Nun ist Frau Brändle‐​Amolo natür­lich zwei bis drei Lichtjahre von einem sol­chen Wahnsinn ent­fernt und doch sieht sie Mauern zwi­schen den Kulturen, die gefäl­ligst nicht über­wun­den wer­den sol­len. Sie wird dabei durch die Realität ad absur­dum geführt, expor­tiert doch zum Beispiel ein St. Galler Unternehmen hier ent­wor­fe­ne und geweb­te Stoffe nach Westafrika, wo tra­di­tio­nel­le Gewänder aus die­sen gefer­tigt wer­den. Westliche Instrumente wer­den mit Freude, Können und Phantasie in den Afropop ein­ge­fügt, ja, Afropop ist erst durch den Export von weis­sem Pop nach Afrika mög­lich gewor­den. Wobei der Pop wie­der­um stark vom ‹weis­sem› Rock’n Roll beein­flusst wor­den ist, der sei­ner­seits von Rhythm and Blues und Jazz geprägt wur­de, wel­cher wie­der­um mit ‹weis­sen› Instrumenten, die von kul­tu­rell ent­wur­zel­ten Sklaven‐​Nachkommen ange­eig­net wur­den, erfun­den wor­den ist. Und ja, die­se Musik ist vor dem Hintergrund eines Jahrtausend‐​Unrechts ent­stan­den. Doch war es nicht zuletzt die­se Musik, wel­che Afro‐​Amerikanern in den Augen von vie­len Weissen zu ech­ten Menschen wach­sen liess, die nicht mehr ein­fach ‹Neger› waren, wie in den Jahrhunderten zuvor.

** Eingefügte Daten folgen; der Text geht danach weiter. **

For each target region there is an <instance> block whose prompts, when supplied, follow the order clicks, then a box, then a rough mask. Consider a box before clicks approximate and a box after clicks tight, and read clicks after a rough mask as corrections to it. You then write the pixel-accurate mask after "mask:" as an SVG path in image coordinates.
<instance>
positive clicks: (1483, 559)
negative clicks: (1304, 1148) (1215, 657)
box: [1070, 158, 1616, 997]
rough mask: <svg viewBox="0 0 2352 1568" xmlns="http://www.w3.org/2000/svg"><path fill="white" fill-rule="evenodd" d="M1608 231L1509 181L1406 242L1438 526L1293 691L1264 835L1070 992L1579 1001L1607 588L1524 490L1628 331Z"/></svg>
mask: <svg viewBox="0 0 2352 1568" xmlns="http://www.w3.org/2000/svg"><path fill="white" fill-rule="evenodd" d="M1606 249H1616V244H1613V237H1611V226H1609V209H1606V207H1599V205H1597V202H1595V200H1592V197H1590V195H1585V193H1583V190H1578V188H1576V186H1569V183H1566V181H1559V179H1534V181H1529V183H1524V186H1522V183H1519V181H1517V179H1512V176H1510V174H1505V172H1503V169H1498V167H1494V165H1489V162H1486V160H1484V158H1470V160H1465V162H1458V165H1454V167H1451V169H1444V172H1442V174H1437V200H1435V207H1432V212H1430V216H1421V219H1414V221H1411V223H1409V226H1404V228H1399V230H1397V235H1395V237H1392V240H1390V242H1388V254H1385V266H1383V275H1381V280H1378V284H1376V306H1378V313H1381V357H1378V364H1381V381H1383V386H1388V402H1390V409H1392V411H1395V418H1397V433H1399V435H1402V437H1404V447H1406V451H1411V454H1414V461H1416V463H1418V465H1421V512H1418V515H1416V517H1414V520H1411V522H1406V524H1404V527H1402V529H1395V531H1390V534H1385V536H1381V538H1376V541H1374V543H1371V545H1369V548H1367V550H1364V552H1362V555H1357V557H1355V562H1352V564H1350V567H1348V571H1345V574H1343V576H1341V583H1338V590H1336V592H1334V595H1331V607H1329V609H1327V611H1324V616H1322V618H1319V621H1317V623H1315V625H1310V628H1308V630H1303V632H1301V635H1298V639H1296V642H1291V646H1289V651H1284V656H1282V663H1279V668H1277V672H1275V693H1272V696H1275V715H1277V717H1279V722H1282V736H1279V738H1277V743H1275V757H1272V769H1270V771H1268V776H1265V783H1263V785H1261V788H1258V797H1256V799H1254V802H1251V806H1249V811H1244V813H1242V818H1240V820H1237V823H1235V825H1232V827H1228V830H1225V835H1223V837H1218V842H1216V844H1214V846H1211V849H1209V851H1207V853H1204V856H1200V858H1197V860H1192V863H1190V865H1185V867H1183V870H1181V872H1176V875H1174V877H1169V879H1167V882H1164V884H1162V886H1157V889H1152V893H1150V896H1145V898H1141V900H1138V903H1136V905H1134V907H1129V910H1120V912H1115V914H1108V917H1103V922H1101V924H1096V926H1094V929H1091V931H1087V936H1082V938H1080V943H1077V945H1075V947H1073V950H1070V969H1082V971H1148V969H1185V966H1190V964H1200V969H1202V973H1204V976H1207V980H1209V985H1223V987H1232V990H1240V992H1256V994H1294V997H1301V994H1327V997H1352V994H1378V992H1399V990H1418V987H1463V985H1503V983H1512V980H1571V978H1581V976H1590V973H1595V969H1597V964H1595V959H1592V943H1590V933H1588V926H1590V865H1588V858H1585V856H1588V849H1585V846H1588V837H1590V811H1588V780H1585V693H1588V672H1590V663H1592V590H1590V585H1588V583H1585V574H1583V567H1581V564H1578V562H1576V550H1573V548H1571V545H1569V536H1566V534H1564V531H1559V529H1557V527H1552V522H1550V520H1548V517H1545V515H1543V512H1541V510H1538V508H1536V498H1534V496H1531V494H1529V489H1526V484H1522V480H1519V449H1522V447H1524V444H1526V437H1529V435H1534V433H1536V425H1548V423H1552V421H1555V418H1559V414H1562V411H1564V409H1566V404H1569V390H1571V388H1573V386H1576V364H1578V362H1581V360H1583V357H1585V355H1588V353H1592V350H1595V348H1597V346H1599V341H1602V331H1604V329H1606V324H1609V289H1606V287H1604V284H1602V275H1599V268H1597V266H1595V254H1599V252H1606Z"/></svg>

Und die Wahrnehmungsmauern wur­den von weis­sen und far­bi­gen Musikern über­wun­den.

Das Aufnehmen frem­der Einflüsse in die eige­ne Kultur ist abso­lut mensch­lich und wird in der Regel nur von Reinheitsfanatikern bekämpft. Der Anspruch, dass eine Kultur gefäl­ligst nichts von ande­ren neh­men sol­le, ist so abwe­gig, wie jener auf kul­tu­rel­le Reinheit der eige­nen Kultur. Der Austausch zwi­schen Kulturen hat ver­mut­lich mehr gegen Rassismus und Vorurteile geleis­tet, als jedes par­tei­po­li­ti­sche Programm dies je konn­ten. Der Versuch, Kultur an ein­zel­ne Menschengruppen zu bin­den ist absurd und schäd­lich. Vor allem ist es unmensch­lich. Oder wie wäre es, wenn jemand den Anspruch dar­auf erhe­ben wür­de, dass nur Deutsche Bücher dru­cken dür­fen, weil der Buchdruck schliess­lich von Gutenberg erfun­den wur­de.

Sensibler und respekt­vol­ler Umgang mit Kultur kann eigent­lich nur die Regel wer­den, wenn Kulturen sich offen und selbst­be­wusst prä­sen­tie­ren und all jene will­kom­men heis­sen, die sie ehr­lich erfah­ren, ver­ste­hen und womög­lich auch leben wol­len. Ganz egal, ob die Farbe passt oder nicht. Dann wird näm­lich das Problem der kom­mer­zi­ell ver­wurs­te­ten, kul­tu­rel­len Versatzstücke irgend­wann von allen ver­ach­tet und als das erkannt wer­den, was die­se sind: Eine bil­li­ge Methode, ohne jeden Respekt frem­de Kulturen für den per­sön­li­chen Gewinn zu plün­dern. Und da der kom­mer­zi­el­le Misserfolg von sol­chen Produkten prak­tisch garan­tiert ist, wür­de sich die­ses Problem von selbst lösen: Wer kauft schon den Fake, wenn es das Echte eben­so gibt?

 

Bild: Die Marke Vlisco hat die afri­ka­ni­sche Mode geprägt, wie kaum etwas – kommt aber aus den Niederlanden.